Brahm Ahmadi has a few statistics he'd like to share with you:
- 25,000: the number of people living in West Oakland, California
- $58 million: the amount they spend on groceries each year
- 0: the number of full-service grocery stores that currently serve them
Ahmadi, a Bay Area grocer, wants a slice of that $58 million -- and he has faith that his new grocery store will be able to tap into the sorely underserved West Oakland marketplace. But the newly-minted CEO of the People’s Community Market is far from your run-of-the-mill grocery store mogul. Sure, Ahmadi clutches an MBA and a business plan, and sure, he's actively seeking investors. But the real goal of the People's Community Market is to bring fresh, healthy food to people who, sadly and infuriatingly, haven’t had access to it for years.
Back in 2002, Ahmadi co-founded a nonprofit known as People's Grocery. Its goal was to combat this same lack of access to healthy, affordable food in West Oakland. But as Ahmadi recalls, "as community organizers in our mid-20s, we really didn't know anything about business, so our risk of failure was high.” Opening and running a brick-and-mortar grocery store, he and his like-minded colleagues decided, was too risky. As a more flexibly defined community organization, however, People's Grocery was able to connect the residents of West Oakland to fresh, healthy, affordable food in many small ways -- such as community gardens and a mobile produce truck. It ended up taking another decade for Ahmadi to gain the business savvy -- and the community connections -- to feel like he could open and sustain a working, thriving grocery store.
West Oakland's problem is not unique. In places like inner-city Baltimore, Chicago, and Detroit, grocery stores that offer even a modest range of fresh, healthy foods are non-existent. This state of affairs often forces residents, who frequently don't own cars, to take long bus trips to and from the nearest grocery store -- or, more likely, spend their grocery cash at nearby corner stores, which tend to carry unhealthy, expensive, highly processed foods. This cycle incontestably contributes to the problem of obesity among inner-city residents -- 48 percent of West Oakland residents are obese or have unhealthy weight levels -- as well as other health problems, like diabetes.
Despite demand, and need, it's been hard to get grocery chains to open stores in the city. Even Michelle Obama has failed to persuade companies like Wal-Mart and Save-A-Lot to open in low-income neighborhoods, despite the promises they made during her well publicized “Let's Move!” campaign.
And that's where the People's Community Market comes in. Recognizing that his store will have to be a different kind of business if it’s to thrive in West Oakland, Ahmadi has built difference right into its financing structure. Instead of seeking a handful of backers who have large amounts of cash on hand to invest, the community organizer-turned CEO has taken a different route, raising capital for his 12,000-square-foot full service grocery with a direct public offering: shares are priced at $1,000 apiece, and are only being offered to California residents (due to how the company is incorporated under state law).

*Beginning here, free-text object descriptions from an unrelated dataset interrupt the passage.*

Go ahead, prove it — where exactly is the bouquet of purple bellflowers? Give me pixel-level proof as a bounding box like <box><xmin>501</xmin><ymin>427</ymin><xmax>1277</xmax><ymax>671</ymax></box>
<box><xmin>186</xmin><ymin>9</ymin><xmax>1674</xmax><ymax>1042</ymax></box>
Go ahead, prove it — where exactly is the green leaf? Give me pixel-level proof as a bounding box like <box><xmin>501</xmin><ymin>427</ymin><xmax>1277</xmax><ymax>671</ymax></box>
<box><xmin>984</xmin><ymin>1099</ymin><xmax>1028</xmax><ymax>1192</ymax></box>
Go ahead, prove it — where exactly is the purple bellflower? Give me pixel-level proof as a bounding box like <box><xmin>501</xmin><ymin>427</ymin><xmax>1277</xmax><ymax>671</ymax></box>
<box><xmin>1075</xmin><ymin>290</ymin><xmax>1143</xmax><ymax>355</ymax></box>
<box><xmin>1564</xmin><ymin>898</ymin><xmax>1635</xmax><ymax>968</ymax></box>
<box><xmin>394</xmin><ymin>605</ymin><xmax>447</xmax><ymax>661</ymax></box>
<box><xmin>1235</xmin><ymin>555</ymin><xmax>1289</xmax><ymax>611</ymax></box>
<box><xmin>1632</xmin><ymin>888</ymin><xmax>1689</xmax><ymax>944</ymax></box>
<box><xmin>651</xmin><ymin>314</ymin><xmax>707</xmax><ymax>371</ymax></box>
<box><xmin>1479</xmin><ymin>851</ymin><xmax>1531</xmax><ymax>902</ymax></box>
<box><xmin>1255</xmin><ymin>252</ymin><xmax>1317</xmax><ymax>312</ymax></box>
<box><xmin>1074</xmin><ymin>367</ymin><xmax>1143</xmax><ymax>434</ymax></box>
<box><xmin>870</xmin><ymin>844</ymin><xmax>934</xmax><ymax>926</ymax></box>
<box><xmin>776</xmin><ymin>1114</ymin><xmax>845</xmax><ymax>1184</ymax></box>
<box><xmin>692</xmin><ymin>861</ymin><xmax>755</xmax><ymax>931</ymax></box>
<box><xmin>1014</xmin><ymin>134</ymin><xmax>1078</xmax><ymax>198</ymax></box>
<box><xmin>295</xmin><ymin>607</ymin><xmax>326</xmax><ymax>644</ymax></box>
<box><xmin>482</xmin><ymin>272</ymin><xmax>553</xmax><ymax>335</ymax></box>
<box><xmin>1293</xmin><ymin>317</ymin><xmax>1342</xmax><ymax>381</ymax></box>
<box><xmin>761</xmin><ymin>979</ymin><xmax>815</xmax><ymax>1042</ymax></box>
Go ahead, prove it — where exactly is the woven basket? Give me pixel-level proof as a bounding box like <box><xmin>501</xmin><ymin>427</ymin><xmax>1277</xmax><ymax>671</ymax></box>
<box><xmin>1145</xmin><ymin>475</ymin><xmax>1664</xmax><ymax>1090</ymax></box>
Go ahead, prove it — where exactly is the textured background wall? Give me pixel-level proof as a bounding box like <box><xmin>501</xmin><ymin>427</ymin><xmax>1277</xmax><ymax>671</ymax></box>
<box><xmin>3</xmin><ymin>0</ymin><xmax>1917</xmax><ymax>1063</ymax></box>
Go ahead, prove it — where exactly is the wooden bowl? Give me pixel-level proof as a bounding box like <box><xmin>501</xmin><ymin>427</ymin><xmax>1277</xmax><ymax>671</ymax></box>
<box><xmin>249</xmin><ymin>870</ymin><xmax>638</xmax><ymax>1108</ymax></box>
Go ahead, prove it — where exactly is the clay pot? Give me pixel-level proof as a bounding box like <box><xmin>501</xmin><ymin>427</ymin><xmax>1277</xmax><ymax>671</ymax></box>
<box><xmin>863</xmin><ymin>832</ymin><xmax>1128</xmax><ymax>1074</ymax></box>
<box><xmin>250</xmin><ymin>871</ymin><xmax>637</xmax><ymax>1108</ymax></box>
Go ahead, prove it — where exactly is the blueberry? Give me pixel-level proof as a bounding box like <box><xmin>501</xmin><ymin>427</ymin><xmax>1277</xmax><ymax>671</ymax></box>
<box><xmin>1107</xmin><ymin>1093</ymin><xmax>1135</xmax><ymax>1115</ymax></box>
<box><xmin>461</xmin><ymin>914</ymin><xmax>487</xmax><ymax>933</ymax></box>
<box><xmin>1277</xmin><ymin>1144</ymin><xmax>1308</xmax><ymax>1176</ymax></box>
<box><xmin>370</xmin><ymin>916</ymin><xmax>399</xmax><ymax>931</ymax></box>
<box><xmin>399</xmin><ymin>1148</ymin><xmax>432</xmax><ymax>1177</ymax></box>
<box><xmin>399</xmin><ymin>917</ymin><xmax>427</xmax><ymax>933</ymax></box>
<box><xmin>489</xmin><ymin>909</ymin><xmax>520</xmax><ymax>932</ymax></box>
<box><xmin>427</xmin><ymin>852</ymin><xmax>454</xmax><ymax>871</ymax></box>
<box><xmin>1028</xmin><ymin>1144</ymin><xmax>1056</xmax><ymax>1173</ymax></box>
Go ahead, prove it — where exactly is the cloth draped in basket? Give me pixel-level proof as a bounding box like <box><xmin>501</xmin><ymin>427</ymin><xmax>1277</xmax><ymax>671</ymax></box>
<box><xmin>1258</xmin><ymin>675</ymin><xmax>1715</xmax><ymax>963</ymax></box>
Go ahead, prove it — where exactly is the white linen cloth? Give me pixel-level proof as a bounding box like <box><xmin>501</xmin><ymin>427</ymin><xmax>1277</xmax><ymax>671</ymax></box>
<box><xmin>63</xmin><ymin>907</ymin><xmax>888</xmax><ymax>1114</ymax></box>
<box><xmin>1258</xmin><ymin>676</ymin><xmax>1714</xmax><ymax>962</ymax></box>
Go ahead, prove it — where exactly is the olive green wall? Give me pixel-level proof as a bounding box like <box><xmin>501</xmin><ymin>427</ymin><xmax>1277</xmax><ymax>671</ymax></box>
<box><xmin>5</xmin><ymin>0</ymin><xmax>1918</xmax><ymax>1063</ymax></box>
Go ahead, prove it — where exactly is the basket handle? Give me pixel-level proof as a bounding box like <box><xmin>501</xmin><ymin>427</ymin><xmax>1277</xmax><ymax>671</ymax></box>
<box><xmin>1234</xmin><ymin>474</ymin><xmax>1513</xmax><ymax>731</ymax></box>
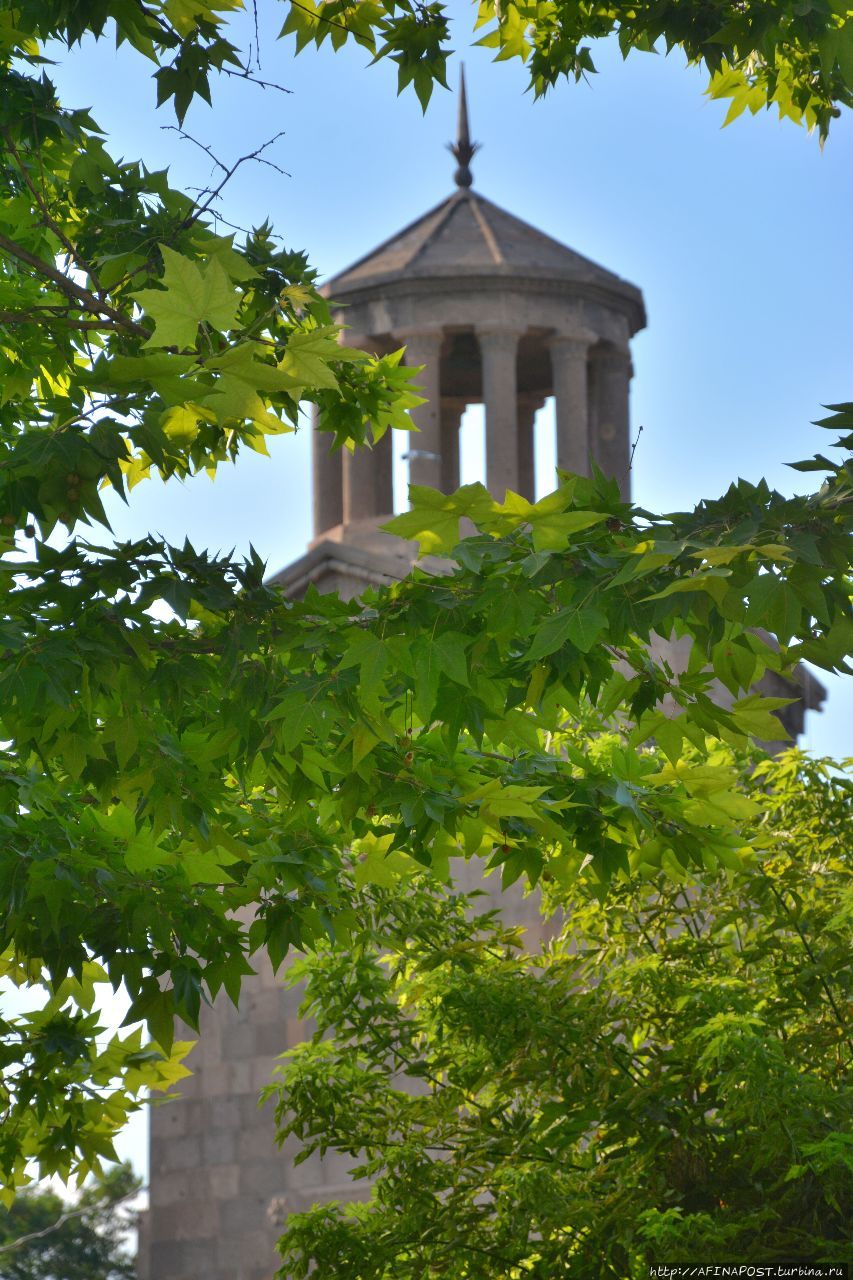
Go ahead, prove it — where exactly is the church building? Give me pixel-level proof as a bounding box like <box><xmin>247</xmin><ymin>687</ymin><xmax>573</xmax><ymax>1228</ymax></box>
<box><xmin>138</xmin><ymin>73</ymin><xmax>821</xmax><ymax>1280</ymax></box>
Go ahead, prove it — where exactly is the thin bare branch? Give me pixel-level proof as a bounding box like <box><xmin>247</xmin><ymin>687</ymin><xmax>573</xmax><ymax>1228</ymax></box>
<box><xmin>162</xmin><ymin>125</ymin><xmax>229</xmax><ymax>176</ymax></box>
<box><xmin>0</xmin><ymin>1183</ymin><xmax>146</xmax><ymax>1257</ymax></box>
<box><xmin>221</xmin><ymin>64</ymin><xmax>291</xmax><ymax>95</ymax></box>
<box><xmin>168</xmin><ymin>129</ymin><xmax>290</xmax><ymax>232</ymax></box>
<box><xmin>252</xmin><ymin>1</ymin><xmax>261</xmax><ymax>69</ymax></box>
<box><xmin>629</xmin><ymin>423</ymin><xmax>644</xmax><ymax>470</ymax></box>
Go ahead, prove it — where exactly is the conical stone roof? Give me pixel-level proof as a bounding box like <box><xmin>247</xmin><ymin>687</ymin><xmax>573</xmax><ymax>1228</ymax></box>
<box><xmin>325</xmin><ymin>187</ymin><xmax>645</xmax><ymax>332</ymax></box>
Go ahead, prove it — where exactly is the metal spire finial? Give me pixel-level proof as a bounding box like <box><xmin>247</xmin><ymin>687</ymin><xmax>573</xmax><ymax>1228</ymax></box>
<box><xmin>448</xmin><ymin>64</ymin><xmax>479</xmax><ymax>189</ymax></box>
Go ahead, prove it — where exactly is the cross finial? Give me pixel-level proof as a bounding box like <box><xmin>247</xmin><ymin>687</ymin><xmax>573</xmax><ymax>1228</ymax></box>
<box><xmin>448</xmin><ymin>64</ymin><xmax>479</xmax><ymax>189</ymax></box>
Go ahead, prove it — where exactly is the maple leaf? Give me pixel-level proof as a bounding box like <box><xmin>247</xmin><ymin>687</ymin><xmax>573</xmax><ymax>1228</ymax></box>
<box><xmin>278</xmin><ymin>325</ymin><xmax>362</xmax><ymax>397</ymax></box>
<box><xmin>202</xmin><ymin>341</ymin><xmax>299</xmax><ymax>430</ymax></box>
<box><xmin>135</xmin><ymin>246</ymin><xmax>240</xmax><ymax>350</ymax></box>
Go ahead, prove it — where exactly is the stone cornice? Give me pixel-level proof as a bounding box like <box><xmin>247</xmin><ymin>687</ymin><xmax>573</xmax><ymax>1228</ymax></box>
<box><xmin>324</xmin><ymin>271</ymin><xmax>646</xmax><ymax>335</ymax></box>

Ahmadi says that wants his grocery store to be affordable and responsive to the different cultural and food traditions in the larger West Oakland community. Independent groceries, he adds, can enjoy greater flexibility and forge stronger relationships with individual customers than a typical chain grocery. "That social capital enables these groceries to mitigate and reduce their risk around certain challenges that are particularly prevalent in low income neighborhoods -- like problems of theft and high employee turnover -- that supermarkets are extremely vulnerable to."
While he won't have the same purchasing power of the giant chains, Ahmadi believes his store will make up for that deficit by being more nimble -- better able to “jump” on good deals in the wholesale marketplace. And while he intends to keep the prices for fresh produce and whole foods affordable, as a business matter Ahmadi says he’s willing to mark up certain prepared and deli items if it will help balance out his balance sheet. By doing so, he says, "we can blend those margins together and see a total store margin that is consistent with the industry, and [still offer] affordable prices in the areas where it matters most."
Ahmadi ultimately hopes that his community-owned grocery store can become an integral part of the local fabric -- as has already happened in Philadelphia, where Brown’s Super Stores, a local mini-chain that operates according to a similarly community-minded model, not only sells fresh food to urban residents but also hosts in-store education events -- and manages to be very profitable, to boot. Ultimately, he says, “We hope that other community grocery stores and organizations can take parts of our model and implement them themselves."